Le problème avec Peugeot, c’est que l’entreprise réduit la production dans le monde entier, y compris à Kalouga où ils diminuent le nombre des équipes de travail. La production change et de plus en plus d’équipes sont transférées au secteur Mitsubishi.
Par ailleurs, la syndicalisation des ouvriers à Kalouga a fortement stimulé l’augmentation des salaires. En 2009, un ouvrier chez Volkswagen pouvait toucher 7.000 roubles (environ 155€) par mois, désormais le salaire de base est de 25.000 roubles (environ 556€).

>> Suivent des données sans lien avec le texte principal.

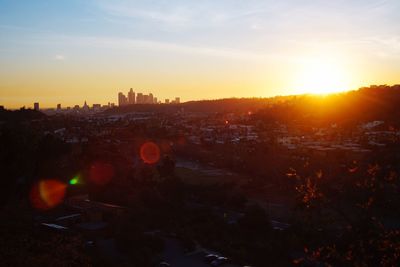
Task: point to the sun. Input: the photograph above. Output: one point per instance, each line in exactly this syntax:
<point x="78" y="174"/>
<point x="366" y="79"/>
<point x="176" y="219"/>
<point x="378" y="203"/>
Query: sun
<point x="321" y="75"/>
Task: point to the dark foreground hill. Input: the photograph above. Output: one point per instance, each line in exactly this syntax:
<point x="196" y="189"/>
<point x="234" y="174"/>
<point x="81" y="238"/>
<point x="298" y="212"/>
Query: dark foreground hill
<point x="365" y="104"/>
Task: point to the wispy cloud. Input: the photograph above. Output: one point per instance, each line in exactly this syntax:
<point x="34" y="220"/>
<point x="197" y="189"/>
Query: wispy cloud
<point x="147" y="45"/>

Alors qu’il stagne à 19.000 roubles (environ 422€) chez Peugeot, sauf erreur de ma part.

Russie Info: Que pensez-vous des mouvements de grève à l’usine Antoline de Saint-Pétersbourg au cours desquels une vingtaine de militants ont été licenciés puis réintégrés après que le licenciement eut été invalidé par le parquet ?

Daniel Pyatov: Les grèves à l’usine Antoline sont un phénomène marquant car les ouvriers en Russie vont rarement jusqu’à la grève dans la contestation. La complicité des autorités avec la direction de l’usine dans ce cas était flagrante. La police était à leur service et a dispersé plusieurs fois les ouvriers rassemblés devant l’usine. Cet épisode peut devenir un cas d’école d’auto-organisation des travailleurs.

La grève change un homme, elle lui fait comprendre que c’est lui qui décide si l’entreprise va fonctionner ou pas. Si on regarde la Russie d’aujourd’hui, le régime politique est plus démocratique qu’il a pu l’être autrefois, néanmoins comme dans toute démocratie bourgeoise, les élites politiques servent avant tout les intérêts des capitalistes.